Erst drei Jahre nach diesem Bewerbungsgespräch, bei welchem er die Karenz schon abgeklärt hatte, war es dann so weit: Seit März ist er in Väterkarenz. Finanziell sieht er seine Familie glücklicherweise in einer privilegierten Lage, weil sich die Gehälter nicht derart stark unterscheiden. Außerdem müssten sie nicht jeden Cent umdrehen, wie womöglich andere Familien, welche sich keine Väterkarenz leisten können.
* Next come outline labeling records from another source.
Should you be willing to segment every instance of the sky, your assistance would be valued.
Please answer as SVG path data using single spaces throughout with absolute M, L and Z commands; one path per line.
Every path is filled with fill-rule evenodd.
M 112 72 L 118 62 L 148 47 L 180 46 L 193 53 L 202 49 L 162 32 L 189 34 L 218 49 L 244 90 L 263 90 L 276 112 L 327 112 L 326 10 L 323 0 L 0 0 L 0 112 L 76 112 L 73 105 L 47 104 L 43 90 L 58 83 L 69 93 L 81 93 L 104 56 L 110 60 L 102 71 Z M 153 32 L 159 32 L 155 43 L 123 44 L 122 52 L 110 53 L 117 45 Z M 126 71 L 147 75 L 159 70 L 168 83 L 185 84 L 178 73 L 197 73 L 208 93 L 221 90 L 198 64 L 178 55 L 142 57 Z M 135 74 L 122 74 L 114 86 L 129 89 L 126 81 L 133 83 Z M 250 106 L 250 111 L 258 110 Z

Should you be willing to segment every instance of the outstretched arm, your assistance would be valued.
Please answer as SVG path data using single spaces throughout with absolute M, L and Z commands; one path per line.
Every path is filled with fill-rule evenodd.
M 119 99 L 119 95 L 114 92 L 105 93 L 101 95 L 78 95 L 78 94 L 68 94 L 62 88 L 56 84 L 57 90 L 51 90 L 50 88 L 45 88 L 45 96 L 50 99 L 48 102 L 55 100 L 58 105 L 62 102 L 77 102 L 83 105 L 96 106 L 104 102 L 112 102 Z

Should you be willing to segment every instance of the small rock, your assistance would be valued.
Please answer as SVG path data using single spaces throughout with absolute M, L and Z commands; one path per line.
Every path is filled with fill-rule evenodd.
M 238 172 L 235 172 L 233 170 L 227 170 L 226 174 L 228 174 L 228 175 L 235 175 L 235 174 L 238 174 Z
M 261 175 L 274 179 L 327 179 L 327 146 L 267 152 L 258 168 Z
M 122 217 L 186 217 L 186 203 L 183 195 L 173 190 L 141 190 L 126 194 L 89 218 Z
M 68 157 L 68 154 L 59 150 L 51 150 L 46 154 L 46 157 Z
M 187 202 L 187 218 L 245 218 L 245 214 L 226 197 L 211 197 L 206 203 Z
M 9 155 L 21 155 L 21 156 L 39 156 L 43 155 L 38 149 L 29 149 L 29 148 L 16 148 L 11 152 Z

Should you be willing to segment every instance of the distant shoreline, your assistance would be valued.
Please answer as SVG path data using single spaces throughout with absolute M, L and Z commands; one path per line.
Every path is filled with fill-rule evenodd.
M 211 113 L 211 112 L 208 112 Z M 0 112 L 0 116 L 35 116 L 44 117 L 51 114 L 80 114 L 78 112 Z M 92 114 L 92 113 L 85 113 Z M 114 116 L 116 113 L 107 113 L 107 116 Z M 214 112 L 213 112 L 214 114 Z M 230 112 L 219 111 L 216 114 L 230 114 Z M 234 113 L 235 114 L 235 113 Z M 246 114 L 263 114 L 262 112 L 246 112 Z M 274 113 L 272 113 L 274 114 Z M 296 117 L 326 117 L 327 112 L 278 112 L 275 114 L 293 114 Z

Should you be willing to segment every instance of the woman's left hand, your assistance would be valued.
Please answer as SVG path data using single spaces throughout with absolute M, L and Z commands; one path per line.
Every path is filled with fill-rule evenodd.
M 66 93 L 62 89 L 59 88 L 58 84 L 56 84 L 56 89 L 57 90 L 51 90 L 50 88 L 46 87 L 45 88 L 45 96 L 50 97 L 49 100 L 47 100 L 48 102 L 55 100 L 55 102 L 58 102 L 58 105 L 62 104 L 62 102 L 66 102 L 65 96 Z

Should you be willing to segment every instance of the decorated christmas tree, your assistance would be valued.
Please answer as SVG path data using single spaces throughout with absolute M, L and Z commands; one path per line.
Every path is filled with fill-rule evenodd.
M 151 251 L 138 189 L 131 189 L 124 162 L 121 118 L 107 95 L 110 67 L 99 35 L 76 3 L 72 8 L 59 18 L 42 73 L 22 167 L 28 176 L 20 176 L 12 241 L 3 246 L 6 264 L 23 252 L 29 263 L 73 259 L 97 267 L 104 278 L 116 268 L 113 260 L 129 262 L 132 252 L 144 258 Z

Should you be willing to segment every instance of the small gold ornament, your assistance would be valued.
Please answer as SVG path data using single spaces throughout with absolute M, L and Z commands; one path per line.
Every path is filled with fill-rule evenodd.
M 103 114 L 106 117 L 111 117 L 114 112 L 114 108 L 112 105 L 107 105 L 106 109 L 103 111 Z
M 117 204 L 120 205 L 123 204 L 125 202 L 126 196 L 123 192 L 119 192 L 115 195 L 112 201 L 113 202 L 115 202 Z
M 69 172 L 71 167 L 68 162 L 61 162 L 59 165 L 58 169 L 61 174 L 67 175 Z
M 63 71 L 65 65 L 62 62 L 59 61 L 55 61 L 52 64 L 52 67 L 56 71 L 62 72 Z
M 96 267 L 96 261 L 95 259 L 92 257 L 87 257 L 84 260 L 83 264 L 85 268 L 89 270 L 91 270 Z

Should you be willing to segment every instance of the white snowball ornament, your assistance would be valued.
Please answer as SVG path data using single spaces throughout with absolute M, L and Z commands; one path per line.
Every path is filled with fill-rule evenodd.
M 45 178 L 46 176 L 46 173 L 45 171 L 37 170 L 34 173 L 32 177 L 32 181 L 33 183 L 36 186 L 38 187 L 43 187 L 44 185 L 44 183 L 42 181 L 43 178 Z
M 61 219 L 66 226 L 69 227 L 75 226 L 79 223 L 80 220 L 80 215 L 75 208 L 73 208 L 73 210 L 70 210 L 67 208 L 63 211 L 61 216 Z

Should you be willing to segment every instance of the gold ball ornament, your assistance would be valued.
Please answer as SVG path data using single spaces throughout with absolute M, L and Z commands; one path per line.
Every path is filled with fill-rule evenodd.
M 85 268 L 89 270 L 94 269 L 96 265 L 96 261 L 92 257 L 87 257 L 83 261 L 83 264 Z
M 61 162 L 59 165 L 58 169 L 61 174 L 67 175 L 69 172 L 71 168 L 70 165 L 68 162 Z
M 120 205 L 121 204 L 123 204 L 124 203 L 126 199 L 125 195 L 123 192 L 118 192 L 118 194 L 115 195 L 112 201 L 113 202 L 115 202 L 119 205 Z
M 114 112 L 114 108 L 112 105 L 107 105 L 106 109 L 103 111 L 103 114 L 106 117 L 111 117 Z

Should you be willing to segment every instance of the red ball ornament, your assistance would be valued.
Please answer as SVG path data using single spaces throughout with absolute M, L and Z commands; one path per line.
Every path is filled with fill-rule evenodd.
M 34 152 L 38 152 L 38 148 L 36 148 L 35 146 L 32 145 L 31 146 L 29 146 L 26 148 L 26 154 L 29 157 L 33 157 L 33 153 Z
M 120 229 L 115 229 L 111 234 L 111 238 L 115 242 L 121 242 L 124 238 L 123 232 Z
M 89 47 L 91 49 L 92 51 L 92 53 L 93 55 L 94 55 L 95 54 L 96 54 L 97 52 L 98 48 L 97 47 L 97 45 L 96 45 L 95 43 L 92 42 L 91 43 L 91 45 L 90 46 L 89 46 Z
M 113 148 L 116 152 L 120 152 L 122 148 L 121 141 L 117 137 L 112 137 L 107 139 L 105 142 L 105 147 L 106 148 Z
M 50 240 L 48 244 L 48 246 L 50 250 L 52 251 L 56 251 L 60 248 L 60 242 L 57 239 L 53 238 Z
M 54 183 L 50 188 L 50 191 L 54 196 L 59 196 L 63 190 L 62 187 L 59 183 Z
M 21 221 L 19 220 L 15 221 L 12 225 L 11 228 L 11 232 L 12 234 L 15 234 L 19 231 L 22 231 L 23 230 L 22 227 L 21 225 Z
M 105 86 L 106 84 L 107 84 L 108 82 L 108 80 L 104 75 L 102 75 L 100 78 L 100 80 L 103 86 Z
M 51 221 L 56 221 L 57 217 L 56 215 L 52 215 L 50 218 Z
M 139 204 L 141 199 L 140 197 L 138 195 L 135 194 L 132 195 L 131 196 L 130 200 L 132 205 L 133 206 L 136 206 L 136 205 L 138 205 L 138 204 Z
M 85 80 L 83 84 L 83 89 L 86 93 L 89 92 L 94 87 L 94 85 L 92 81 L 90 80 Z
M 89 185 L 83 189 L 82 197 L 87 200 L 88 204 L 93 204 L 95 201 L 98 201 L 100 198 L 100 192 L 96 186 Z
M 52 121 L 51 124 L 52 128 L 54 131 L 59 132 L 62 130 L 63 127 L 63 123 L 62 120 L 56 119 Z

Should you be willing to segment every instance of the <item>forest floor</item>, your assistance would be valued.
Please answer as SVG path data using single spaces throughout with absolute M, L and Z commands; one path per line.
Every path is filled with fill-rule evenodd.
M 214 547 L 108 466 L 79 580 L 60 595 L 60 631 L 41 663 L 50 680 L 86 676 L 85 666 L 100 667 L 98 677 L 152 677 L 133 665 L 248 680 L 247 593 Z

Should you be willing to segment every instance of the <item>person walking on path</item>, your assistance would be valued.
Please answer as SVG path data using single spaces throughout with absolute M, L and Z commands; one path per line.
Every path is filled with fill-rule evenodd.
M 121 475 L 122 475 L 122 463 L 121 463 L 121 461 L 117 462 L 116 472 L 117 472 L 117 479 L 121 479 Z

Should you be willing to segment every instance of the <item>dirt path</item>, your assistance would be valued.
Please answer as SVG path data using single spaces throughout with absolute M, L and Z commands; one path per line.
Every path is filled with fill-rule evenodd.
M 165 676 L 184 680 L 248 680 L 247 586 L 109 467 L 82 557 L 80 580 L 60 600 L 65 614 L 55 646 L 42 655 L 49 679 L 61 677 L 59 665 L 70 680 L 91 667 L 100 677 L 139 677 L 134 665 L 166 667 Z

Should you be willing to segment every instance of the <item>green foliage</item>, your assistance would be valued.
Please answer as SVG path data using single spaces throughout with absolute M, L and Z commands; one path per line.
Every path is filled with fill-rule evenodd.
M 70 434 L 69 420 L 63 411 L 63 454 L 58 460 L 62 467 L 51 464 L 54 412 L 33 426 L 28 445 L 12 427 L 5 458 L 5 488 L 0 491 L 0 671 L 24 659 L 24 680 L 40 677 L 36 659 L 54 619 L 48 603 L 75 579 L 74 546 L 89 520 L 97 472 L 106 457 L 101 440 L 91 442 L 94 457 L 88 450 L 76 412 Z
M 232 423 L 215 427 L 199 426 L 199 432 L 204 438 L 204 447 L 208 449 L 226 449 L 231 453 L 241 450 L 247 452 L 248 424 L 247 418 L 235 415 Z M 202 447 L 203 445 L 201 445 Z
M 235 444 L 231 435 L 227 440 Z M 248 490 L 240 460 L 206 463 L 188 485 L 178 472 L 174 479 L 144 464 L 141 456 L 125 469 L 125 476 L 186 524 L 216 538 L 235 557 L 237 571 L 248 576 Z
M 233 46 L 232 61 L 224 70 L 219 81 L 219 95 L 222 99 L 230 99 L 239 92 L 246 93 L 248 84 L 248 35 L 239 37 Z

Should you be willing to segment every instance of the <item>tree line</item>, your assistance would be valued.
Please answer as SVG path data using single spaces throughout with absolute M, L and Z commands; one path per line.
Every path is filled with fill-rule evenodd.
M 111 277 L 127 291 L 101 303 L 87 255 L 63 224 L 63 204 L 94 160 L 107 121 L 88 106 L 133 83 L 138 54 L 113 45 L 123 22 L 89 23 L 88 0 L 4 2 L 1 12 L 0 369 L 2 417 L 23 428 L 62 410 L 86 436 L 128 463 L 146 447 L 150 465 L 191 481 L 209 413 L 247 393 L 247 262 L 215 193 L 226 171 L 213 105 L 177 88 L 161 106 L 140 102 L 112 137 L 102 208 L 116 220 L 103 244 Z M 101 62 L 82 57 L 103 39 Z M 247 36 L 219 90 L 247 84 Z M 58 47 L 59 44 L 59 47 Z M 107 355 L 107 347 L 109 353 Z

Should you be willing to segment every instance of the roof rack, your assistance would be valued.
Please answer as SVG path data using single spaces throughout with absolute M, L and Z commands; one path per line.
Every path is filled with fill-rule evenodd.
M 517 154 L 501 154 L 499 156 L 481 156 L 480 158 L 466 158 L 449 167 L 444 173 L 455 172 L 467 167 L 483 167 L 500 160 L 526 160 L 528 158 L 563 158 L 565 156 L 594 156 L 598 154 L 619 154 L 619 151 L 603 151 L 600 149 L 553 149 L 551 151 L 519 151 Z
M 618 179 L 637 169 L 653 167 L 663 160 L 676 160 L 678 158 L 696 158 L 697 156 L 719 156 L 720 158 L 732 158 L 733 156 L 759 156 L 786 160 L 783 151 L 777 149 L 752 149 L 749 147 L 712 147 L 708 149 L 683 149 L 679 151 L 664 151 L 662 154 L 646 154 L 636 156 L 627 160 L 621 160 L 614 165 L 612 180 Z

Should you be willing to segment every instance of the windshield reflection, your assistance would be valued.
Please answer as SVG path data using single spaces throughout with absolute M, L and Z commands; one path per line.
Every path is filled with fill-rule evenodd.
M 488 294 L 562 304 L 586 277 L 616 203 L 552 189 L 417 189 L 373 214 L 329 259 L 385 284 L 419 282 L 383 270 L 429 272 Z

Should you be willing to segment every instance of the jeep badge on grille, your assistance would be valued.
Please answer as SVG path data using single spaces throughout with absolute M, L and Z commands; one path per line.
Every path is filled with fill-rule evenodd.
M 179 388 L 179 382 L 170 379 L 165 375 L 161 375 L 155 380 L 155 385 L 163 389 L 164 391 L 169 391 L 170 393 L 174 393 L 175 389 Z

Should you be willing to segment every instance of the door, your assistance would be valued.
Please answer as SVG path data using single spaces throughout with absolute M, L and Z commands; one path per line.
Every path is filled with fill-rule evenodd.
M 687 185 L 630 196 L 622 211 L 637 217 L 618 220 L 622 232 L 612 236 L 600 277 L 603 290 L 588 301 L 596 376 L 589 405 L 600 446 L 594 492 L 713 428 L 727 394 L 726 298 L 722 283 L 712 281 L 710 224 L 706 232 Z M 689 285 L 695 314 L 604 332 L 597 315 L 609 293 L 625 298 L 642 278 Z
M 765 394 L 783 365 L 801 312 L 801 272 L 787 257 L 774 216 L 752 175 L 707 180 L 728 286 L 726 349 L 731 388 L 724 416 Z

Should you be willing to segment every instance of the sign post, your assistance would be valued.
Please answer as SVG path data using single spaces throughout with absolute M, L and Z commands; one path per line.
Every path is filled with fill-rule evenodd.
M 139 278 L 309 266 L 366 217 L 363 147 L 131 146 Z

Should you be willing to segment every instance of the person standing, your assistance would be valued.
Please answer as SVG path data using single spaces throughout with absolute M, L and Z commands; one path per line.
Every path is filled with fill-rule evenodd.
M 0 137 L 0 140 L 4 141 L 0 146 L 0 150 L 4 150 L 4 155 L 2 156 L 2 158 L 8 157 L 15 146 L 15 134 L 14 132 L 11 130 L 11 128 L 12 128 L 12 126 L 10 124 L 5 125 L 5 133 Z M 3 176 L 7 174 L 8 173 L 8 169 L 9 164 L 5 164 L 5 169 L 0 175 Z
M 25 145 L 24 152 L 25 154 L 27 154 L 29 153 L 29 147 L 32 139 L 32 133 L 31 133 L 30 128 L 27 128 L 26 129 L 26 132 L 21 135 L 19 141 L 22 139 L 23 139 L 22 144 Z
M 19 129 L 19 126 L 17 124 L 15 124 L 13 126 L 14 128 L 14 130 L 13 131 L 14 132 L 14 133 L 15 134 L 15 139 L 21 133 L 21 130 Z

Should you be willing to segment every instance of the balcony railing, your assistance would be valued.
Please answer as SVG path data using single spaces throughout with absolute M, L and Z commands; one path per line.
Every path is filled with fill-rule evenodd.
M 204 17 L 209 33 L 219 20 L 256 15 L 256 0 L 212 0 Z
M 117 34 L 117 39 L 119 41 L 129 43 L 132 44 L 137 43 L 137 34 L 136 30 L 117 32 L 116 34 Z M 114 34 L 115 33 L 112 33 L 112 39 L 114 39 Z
Die Finanzen sind nicht nur beim Gehalt ein Thema. Auch in anderen Situationen wäre wahrscheinlich eine Karenz der Mutter einfacher und besser für die Geldtasche. Wie etwa, als Markus Preißinger samt Caspar für eine Woche nach Wien mitgereist ist, als Jacqueline Preißinger dort berufliche Termine hatte. Denn das Stillen funktioniert nicht ohne sie. An gewöhnlichen Arbeitstagen bekommt Caspar die abgepumpte Milch vom Vortag. Doch der Aufwand und die zusätzlichen Kosten sind es ihnen wert.
Ab Juli wird nochmals seine Partnerin für drei Monate in Karenz gehen. In dieser Zeit wird Caspar dann an die Kinderbetreuung gewöhnt. Später wird Preißinger dann Vollzeit arbeiten und sie mit 70 Prozent beginnen.
elternkarenz
Einschätzung Familienverband
Vorarlberg hat Nachholbedarf in Sachen Väterkarenz. Dass sich statistisch in den vergangenen Jahren wenig getan hat, erklärt Pascal Sickl mit dem finanziellen Aspekt und den traditionellen Rollenbildern hierzulande. Er ist Teamleiter für Projekte beim Familienverband. „Die letzten Zahlen sind bedrückend“, meint er in Hinblick auf die Karenzzahlen. Er beobachtet zwar bei Gesprächen mit Vätern, dass diese vermehrt Interesse für Erziehungsthemen und weiteres zeigen und sich mehr einbringen wollen. Doch karenzierte Väter würden oft auf überraschte Reaktionen stoßen, wenn sie davon erzählen. Sickl bezeichnet es als Tabuthema. Damit sich etwas ändert, hält er eine Veränderung bei den Rollenbildern für gefragt. Das brauche bei lang bestehenden Rollen jedoch Zeit, erklärt er. Er hält es für wichtig, dass Kinder Einflüsse von beiden Elternteilen bekommen.